Ese es el caso de las víctimas de otra masacre, de las ya incontables que suma el uso indiscriminado de las armas en Estados Unidos. Texas llora hoy la pérdida de 19 infantes de entre siete y diez años, quienes, junto a dos maestras, fueron abatidos en su escuela primaria sin que hubiera tiempo alguno de reacción.
Ante el crimen es imposible no estremecerse, sobre todo porque sabemos que no es el primero, y no será el último mientras en lo que muchos defienden como la sociedad de ensueño, poseer un arma sea tan fácil como comprar un automóvil, un electrodoméstico o el último celular a la venta en el mercado.
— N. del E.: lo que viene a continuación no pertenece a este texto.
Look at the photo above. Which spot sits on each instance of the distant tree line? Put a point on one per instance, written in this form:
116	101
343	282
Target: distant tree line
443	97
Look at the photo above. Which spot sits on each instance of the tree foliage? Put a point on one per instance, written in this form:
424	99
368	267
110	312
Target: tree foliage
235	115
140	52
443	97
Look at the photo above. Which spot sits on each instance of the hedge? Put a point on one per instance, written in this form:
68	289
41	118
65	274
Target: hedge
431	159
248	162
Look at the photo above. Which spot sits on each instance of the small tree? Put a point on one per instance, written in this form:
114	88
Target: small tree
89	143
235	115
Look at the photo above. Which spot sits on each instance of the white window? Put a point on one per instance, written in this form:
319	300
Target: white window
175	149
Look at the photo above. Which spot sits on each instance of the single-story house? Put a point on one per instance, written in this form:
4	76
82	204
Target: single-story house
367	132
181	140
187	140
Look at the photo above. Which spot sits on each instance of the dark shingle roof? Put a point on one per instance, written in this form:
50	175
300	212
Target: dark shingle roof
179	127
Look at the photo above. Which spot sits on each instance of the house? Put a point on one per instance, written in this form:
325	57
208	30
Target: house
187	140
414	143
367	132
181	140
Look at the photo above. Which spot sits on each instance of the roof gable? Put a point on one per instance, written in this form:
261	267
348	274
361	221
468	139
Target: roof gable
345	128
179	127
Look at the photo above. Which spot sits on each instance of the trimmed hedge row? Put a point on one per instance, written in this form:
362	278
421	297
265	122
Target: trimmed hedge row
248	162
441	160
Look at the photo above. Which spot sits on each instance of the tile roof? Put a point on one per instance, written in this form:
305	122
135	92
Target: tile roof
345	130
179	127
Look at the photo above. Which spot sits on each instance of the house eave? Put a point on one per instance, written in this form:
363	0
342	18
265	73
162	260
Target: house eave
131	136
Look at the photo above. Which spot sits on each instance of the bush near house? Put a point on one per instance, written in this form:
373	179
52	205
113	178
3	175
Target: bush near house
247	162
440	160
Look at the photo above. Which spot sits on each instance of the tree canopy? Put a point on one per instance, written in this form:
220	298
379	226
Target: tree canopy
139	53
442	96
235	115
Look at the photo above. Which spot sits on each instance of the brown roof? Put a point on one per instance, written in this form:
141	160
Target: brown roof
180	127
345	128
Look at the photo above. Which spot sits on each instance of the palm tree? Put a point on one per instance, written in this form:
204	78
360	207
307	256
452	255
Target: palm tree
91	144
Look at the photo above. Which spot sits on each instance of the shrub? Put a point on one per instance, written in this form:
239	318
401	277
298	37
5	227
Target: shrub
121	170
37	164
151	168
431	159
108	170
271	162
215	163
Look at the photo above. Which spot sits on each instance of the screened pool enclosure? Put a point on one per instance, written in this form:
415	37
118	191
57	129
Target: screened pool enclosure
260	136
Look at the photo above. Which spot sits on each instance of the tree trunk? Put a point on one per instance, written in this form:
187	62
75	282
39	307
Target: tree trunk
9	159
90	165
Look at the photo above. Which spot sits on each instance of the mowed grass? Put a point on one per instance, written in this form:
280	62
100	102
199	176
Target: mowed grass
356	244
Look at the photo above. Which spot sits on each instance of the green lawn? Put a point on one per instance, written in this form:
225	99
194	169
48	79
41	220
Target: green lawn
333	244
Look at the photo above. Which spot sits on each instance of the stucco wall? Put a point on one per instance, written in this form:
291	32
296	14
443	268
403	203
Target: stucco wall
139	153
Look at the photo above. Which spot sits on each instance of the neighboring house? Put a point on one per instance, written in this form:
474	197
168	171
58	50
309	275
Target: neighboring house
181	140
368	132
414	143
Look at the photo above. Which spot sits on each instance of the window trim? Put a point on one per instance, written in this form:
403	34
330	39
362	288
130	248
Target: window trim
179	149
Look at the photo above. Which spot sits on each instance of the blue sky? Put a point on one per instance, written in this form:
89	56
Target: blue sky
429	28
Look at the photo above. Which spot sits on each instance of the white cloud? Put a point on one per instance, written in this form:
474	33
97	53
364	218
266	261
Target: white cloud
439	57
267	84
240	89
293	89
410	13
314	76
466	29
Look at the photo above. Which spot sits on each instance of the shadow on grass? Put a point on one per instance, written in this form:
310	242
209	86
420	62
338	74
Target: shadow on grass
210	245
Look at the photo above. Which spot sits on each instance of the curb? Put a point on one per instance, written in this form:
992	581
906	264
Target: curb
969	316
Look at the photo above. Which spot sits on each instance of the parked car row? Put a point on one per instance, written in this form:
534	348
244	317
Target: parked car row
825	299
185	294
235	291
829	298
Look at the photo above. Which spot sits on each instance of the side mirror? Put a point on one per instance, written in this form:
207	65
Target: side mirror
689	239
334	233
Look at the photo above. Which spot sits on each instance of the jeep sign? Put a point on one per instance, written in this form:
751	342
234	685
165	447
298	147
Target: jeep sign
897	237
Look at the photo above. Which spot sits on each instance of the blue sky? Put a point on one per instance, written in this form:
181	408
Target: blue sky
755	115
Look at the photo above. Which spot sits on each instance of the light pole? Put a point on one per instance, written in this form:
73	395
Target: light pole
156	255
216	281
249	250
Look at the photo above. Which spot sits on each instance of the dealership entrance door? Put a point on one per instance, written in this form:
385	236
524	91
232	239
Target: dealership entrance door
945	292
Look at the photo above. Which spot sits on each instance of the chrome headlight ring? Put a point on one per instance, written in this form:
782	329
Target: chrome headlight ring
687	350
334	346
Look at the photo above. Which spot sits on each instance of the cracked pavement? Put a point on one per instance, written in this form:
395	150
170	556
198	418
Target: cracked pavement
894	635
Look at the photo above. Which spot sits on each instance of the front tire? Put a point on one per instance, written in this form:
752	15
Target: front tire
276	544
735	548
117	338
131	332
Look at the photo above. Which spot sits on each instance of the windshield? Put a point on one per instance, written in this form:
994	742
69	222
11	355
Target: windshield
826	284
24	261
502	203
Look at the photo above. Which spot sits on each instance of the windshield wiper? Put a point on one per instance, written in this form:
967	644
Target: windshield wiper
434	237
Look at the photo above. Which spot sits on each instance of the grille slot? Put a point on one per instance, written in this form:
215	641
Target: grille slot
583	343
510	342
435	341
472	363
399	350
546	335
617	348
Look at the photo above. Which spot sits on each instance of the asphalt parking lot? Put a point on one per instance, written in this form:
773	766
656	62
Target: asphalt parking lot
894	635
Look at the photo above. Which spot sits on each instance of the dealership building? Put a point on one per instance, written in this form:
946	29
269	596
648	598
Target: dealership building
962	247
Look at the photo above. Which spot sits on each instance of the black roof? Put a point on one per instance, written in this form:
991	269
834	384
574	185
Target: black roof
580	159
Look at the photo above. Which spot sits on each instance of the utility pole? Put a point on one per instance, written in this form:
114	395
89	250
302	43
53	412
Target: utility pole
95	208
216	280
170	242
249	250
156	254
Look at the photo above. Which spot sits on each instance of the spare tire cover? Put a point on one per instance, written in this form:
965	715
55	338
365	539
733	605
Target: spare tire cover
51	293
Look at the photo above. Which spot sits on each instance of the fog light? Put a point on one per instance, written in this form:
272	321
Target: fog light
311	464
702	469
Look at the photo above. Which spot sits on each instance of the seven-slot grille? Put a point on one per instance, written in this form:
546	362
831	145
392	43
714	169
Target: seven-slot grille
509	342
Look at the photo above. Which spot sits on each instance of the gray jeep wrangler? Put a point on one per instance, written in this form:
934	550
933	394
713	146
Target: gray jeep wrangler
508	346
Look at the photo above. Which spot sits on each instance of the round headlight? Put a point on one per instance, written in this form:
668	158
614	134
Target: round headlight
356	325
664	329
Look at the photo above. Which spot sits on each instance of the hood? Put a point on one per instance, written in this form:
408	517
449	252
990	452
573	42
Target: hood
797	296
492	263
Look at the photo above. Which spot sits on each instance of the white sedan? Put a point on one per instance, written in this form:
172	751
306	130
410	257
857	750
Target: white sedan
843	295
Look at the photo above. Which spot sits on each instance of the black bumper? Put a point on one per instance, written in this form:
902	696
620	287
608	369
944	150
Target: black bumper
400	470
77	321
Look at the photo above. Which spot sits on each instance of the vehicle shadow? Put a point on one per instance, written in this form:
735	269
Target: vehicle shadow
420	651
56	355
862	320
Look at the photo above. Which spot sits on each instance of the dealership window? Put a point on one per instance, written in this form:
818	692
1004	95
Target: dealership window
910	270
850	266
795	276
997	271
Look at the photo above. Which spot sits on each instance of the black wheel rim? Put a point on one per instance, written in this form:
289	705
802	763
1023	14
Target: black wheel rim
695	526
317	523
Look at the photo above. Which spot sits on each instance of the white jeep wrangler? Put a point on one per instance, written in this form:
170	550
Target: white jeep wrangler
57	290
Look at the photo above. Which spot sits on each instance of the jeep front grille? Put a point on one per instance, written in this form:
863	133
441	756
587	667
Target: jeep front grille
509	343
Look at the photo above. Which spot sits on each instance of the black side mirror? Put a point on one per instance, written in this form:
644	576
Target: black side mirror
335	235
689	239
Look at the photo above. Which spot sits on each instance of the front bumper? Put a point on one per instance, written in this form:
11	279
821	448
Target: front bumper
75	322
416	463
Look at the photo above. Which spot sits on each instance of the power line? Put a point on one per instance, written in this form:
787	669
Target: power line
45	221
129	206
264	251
No ha existido jamás una voluntad real y seria de enfrentar el fenómeno, sobre todo, porque el de la producción y comercio de armas, legal o ilegalmente, es un negocio rentable que ha financiado no pocos ascensos a las cumbres del poder político estadounidense.
«Es hora de actuar», ha dicho el presidente Biden, quien aseguró también estar asqueado y cansado de situaciones de esta índole; pero, ojo, la hora de actuar pasó hace mucho, y en la práctica todavía no parece que se percaten de ello.
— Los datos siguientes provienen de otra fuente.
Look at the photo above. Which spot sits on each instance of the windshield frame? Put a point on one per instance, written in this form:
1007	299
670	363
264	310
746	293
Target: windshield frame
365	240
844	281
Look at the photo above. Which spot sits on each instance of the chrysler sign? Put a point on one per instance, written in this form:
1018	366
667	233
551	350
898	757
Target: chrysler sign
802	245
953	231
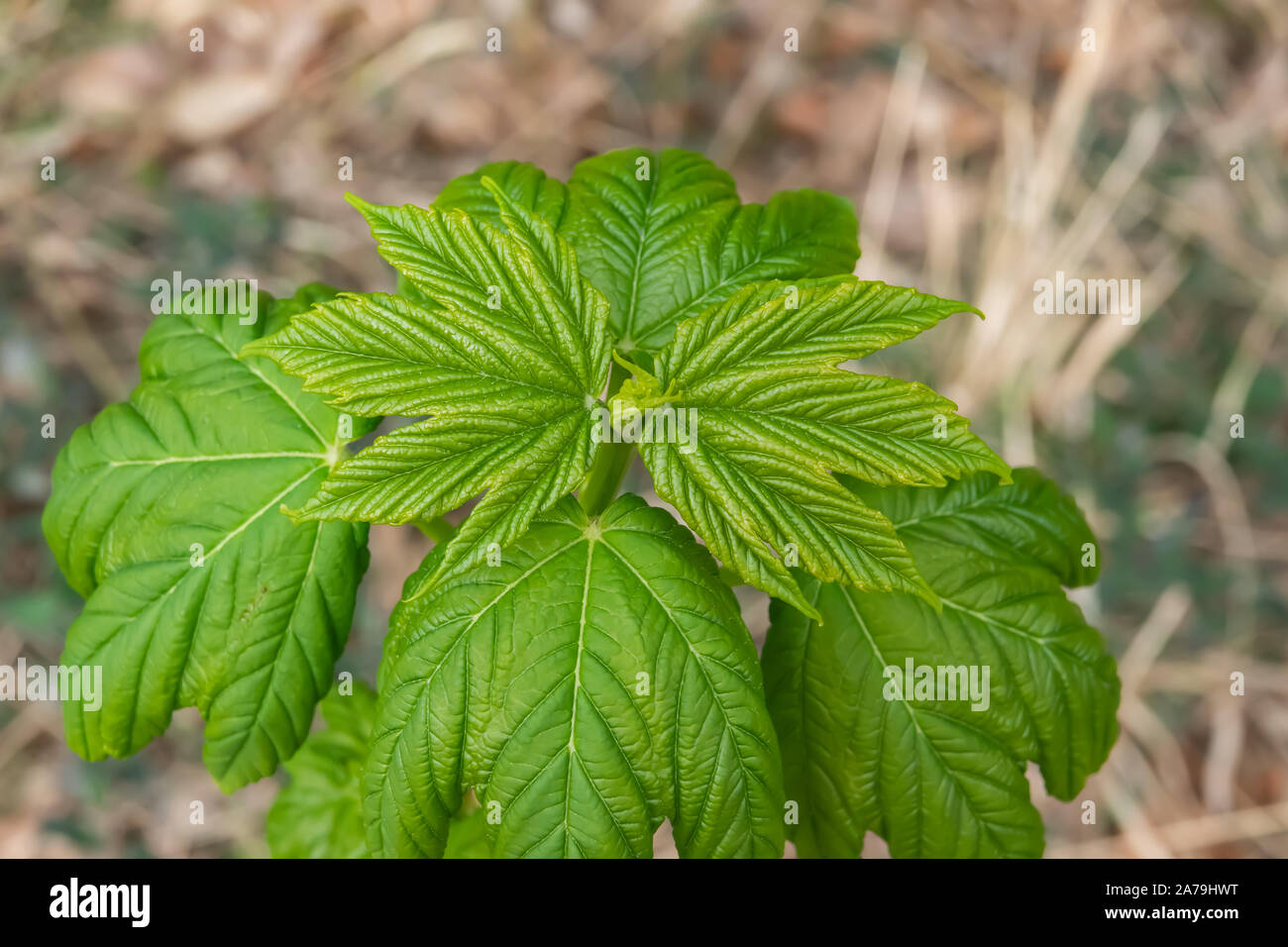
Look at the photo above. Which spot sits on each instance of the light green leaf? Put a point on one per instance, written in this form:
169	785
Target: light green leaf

Sin embargo, hay una realidad mucho peor: si bien el mandatario ha dicho que retomar la prohibición de armas de asalto pudiera ser un paso esencial para enfrentar el auge de los tiroteos masivos, el mal de fondo no se soluciona con una ley, cuya probabilidad de ser aprobada es bien escasa.
Cabe preguntarse, ¿con qué moral puede el Gobierno de esa nación prohibir el uso de armas a sus ciudadanos, si su carrera armamentista ha cobrado millones de vidas inocentes alrededor del mundo?
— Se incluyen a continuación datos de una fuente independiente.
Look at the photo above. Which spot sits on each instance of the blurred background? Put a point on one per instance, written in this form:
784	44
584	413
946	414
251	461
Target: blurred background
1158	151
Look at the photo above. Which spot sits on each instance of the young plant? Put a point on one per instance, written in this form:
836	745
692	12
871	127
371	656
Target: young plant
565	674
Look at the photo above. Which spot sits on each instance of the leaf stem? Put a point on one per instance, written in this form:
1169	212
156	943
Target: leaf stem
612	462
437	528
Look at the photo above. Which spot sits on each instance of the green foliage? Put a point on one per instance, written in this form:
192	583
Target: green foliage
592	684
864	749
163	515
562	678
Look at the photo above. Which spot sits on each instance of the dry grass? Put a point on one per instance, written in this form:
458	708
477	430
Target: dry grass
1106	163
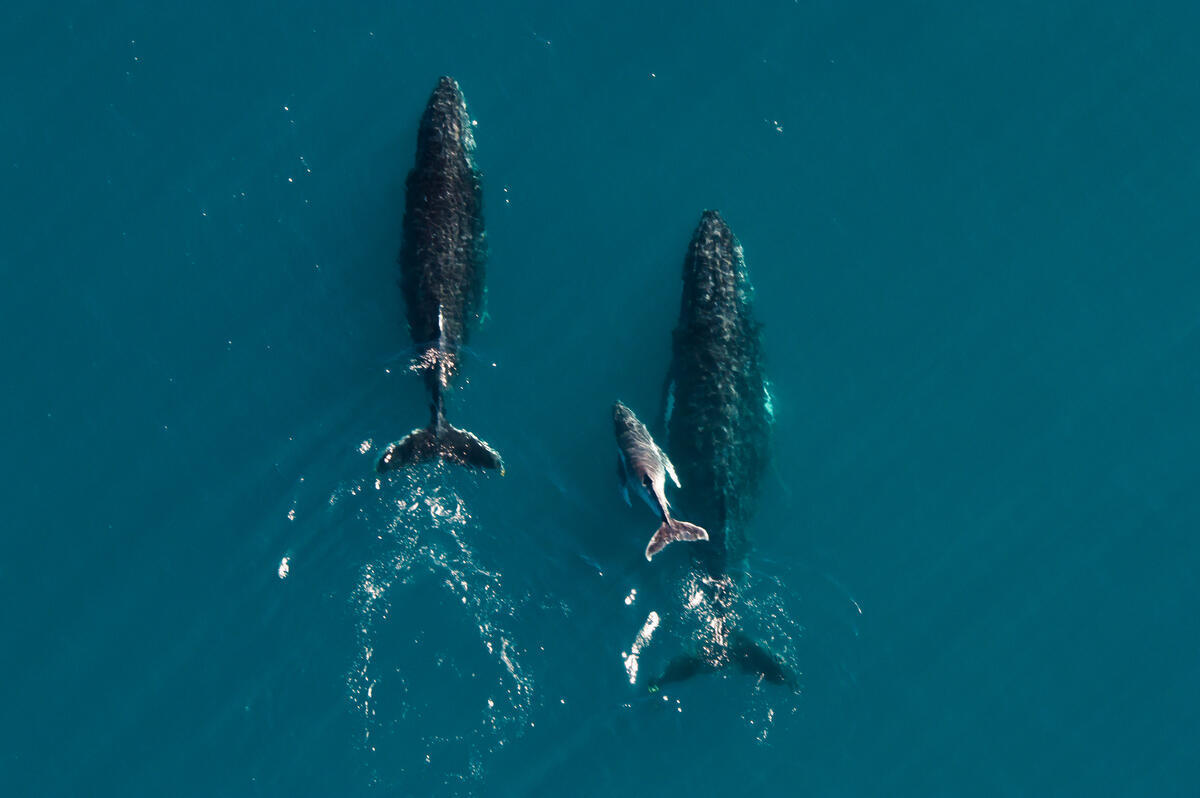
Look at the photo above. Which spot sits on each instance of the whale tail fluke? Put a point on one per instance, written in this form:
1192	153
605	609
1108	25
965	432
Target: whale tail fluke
449	443
748	655
670	532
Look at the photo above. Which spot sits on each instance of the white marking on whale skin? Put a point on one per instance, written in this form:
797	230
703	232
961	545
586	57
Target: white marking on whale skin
640	642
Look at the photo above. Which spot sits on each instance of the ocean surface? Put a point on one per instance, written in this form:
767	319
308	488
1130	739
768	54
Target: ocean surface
975	237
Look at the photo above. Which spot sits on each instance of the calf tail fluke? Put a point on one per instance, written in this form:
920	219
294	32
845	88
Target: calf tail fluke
449	443
670	532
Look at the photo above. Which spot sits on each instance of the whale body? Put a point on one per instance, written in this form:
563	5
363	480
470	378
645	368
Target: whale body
442	275
718	403
718	414
642	467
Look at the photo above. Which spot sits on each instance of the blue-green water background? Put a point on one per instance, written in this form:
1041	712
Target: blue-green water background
973	232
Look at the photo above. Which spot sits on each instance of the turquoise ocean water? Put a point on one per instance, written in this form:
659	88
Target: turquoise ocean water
973	234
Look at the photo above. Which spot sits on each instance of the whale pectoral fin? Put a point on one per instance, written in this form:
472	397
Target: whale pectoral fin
666	463
670	532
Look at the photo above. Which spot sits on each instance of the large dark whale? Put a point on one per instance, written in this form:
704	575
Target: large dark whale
442	274
718	415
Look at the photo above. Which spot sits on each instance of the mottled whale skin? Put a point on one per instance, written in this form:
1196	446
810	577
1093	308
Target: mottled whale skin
642	467
442	274
718	414
718	411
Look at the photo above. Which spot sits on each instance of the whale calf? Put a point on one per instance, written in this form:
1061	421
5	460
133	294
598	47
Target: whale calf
643	468
442	275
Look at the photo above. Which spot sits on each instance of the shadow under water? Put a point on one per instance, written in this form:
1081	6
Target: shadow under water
438	682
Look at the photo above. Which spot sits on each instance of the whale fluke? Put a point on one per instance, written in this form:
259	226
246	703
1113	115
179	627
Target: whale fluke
449	443
670	532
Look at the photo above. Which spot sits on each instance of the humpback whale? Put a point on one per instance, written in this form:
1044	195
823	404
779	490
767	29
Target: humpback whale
643	467
718	415
442	275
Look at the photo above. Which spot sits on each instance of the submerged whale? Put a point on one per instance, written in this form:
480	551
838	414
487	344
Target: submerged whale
442	275
718	415
643	468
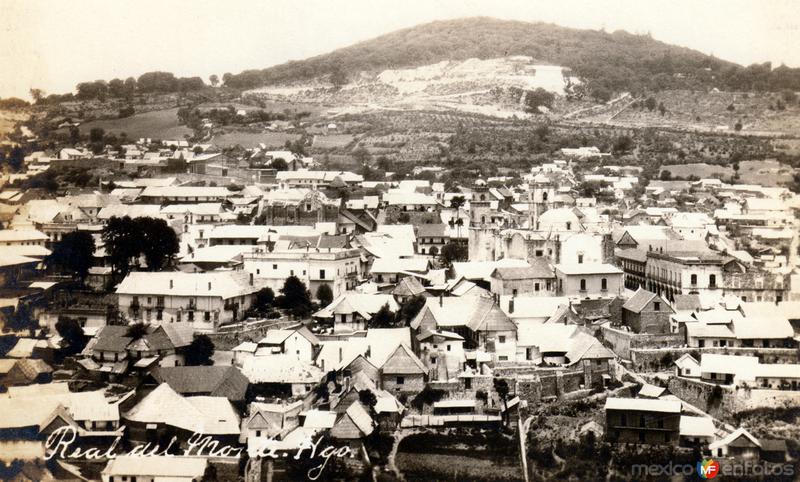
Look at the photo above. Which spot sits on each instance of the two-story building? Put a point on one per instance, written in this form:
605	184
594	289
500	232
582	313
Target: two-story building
207	300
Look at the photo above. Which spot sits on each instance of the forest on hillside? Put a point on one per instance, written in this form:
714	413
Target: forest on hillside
608	62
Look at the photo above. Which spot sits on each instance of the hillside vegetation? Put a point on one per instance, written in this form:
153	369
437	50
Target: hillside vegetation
608	62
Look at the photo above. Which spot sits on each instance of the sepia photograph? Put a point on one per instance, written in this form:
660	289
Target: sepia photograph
418	241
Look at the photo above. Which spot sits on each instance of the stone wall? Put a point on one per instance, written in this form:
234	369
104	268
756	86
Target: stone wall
648	359
622	342
733	400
Sin que sea en absoluto un argumento de justificación, aquellos que toman un arma y disparan a mansalva, son en muchos casos seres marginados y golpeados duramente por ese sistema, como parece ser el caso del autor de esta masacre.
Resulta inimaginable el dolor y la desesperación de padres que despidieron a sus hijos por la mañana en la escuela para, unas horas después, enterarse de que han sido acribillados en su salón de clases.
Y todavía hay quienes llaman a Cuba dictadura, y aseguran que deberíamos apostar por ese sistema de balazos en las escuelas, por ese escenario violento, en el cual los que pueden cambiar el paisaje voltean el rostro y siguen llevando a sus bolsillos el dinero de una industria que produce muerte.
Es curioso cómo aquellos que califican a los gobernantes cubanos de asesinos y brutales represores, adoran retratarse con armas de asalto en sus manos, reproduciendo los patrones del país que veneran, e incitan a la violencia para «acabar con el régimen», sin el más mínimo atisbo de vergüenza.
Si la vida de un niño no es motivo suficiente para defender la paz y enfrentar la violencia, qué otra razón pudiera promover un cambio tan profundo en el seno del país más poderoso del orbe.
El de robar a nuestros niños la tranquilidad y protección de que disfrutan es un precio que Cuba no está dispuesta a pagar. Es esa una de las más sensibles razones para defender su proyecto social.